I use a token to complete a lot of tasks in my app. When my token expires, I want to send 1 token refresh network call to my backend even if multiple tasks fail and request the token at the same time. This was easy with completion handlers, as I could just send a network call on the first token refresh request and save subsequent token refresh request completion handlers in an array until the network call returned, then I'd call all the completion handlers with the new token. Is there a way to suspend multiple async/await function calls like that while I wait for the network call to complete?

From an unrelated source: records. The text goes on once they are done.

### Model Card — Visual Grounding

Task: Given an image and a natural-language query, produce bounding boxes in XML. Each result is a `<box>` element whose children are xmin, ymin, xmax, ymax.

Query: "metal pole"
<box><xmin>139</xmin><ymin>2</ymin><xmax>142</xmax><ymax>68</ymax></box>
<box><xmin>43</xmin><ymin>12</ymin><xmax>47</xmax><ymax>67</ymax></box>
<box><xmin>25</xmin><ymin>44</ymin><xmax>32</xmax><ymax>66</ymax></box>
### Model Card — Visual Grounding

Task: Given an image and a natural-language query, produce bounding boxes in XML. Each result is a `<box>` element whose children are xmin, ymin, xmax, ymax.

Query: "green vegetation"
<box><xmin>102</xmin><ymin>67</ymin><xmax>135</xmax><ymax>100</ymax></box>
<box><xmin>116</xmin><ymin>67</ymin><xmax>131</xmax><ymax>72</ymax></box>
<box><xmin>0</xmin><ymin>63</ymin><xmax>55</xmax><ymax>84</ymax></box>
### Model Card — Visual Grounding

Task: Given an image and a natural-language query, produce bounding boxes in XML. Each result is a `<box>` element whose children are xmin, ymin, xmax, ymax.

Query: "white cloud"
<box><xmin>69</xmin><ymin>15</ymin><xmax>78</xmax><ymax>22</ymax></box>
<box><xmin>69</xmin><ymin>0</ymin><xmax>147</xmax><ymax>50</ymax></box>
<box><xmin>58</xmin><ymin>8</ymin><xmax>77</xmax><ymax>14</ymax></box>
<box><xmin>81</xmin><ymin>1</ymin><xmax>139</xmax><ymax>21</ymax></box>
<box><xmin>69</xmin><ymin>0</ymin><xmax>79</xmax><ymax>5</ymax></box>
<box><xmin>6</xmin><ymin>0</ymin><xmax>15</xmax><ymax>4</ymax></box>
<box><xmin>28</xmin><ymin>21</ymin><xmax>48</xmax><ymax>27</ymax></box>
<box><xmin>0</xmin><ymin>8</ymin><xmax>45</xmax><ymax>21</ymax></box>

Is the answer to use continuations?
You should simply await
a saved Task
. E.g.:
actor NetworkManager {
var tokenTask: Task<String, Error>?
func token() async throws -> String {
if let tokenTask {
print("awaiting prior request")
return try await tokenTask.value
}
let task = Task {
print("starting request")
// perform network request here
}
tokenTask = task
return try await withTaskCancellationHandler {
try await task.value
} onCancel: {
task.cancel()
}
}
}
Note, because Task {…}
is unstructured concurrency, we want to wrap the awaiting of its value
in withTaskCancellationHandler
so that the caller has the option to cancel the task, should it ever need to do so. As a general rule, when using unstructured concurrency, we bear the burden of handling cancelation ourselves.
Apple introduced us to this pattern (of multiple await
on the same Task
) in the code accompanying WWDC 2021 video Protect mutable state with Swift actors.